A question on the partial sum of infinite doubly stochastic matrix Let $A=(a_{ij})$ be an infinite doubly stochastic matrix. Is the following statement true ?
$$
\lim_{n\to\infty}\frac{1}{n}\sum_{i=1}^n\sum_{j=1}^na_{ij} >0
$$
Any reference or comment on this is much appreciated.
 A: The answer is no. Indeed, let 
\begin{equation*}
 s_n:=\sum_{i=1}^n\sum_{j=1}^na_{ij},\quad b_n:=\frac{s_n}{n}=\frac{1}{n}\sum_{i=1}^n\sum_{j=1}^na_{ij}.  
\end{equation*}
Then $0\le s_n\le\sum_{i=1}^n\sum_{j=1}^\infty a_{ij}=n$, and hence we always have 
\begin{equation*}
 0\le\liminf_{n\to\infty}b_n\le\limsup_{n\to\infty}b_n\le1. 
\end{equation*}
After these preliminaries, let us give an example with 
\begin{equation*}
 \liminf_{n\to\infty}b_n=0,\quad \limsup_{n\to\infty}b_n=1. 
\end{equation*}
Let $A=\text{diag}\,(A_1,A_2,\dots)$ be a block-diagonal matrix, where for each natural $k$ the $k$th diagonal block $A_k$ is the $\ell_k\times\ell_k$ (permutation) matrix with $1$'s only on the secondary diagonal. So, letting $n_k:=\sum_{j=1}^k\ell_j$ (with $n_0=0$), we have $a_{ij}=1$ if for some natural $k$ one has $n_{k-1}+1\le i\le n_k$ and $i+j=n_{k-1}+1+n_k[=2n_{k-1}+1+\ell_k]$, and $a_{ij}=0$ otherwise. Then $A$ is doubly stochastic. 

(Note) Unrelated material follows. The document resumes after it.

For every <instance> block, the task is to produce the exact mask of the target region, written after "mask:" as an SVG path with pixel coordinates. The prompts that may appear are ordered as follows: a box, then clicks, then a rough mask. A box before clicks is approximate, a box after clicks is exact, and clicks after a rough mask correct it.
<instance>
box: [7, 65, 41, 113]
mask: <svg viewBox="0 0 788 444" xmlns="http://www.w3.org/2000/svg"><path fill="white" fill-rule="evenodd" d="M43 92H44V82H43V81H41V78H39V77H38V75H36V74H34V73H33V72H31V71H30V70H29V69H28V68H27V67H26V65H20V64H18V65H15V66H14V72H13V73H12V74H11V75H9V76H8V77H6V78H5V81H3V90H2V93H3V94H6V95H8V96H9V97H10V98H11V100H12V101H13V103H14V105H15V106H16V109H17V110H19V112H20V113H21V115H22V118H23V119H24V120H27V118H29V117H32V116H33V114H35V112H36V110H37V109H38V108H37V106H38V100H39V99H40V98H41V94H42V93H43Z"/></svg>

Moreover, for each natural $k$, we have $b_{n_k}=1$ and hence indeed $\limsup_{n\to\infty}b_n=1$. On the other hand, assuming that the $\ell_k$'s are even, for $m_k:=n_{k-1}+\ell_k/2$ and $k\to\infty$ one has 
\begin{equation*}
 b_{m_k}=\frac{n_{k-1}}{m_k}\to0 
\end{equation*}
as $k\to\infty$ 
if e.g. $\ell_k\sim k^k$ and hence $n_k\sim k^k$ and $m_k\sim k^k/2$; so, indeed here $\liminf_{n\to\infty}b_n=0$. 
Furthermore, since $0\le s_{n+1}-s_n\le2$, we always have the quasi-continuity condition $b_{n+1}-b_n\to0$ as $n\to\infty$. So, with a little extra effort, we can see that in the above example for each $c\in[0,1]$ there is an increasing sequence $(q_j)$ of natural numbers such that $b_{q_j}\to c$ as $j\to\infty$.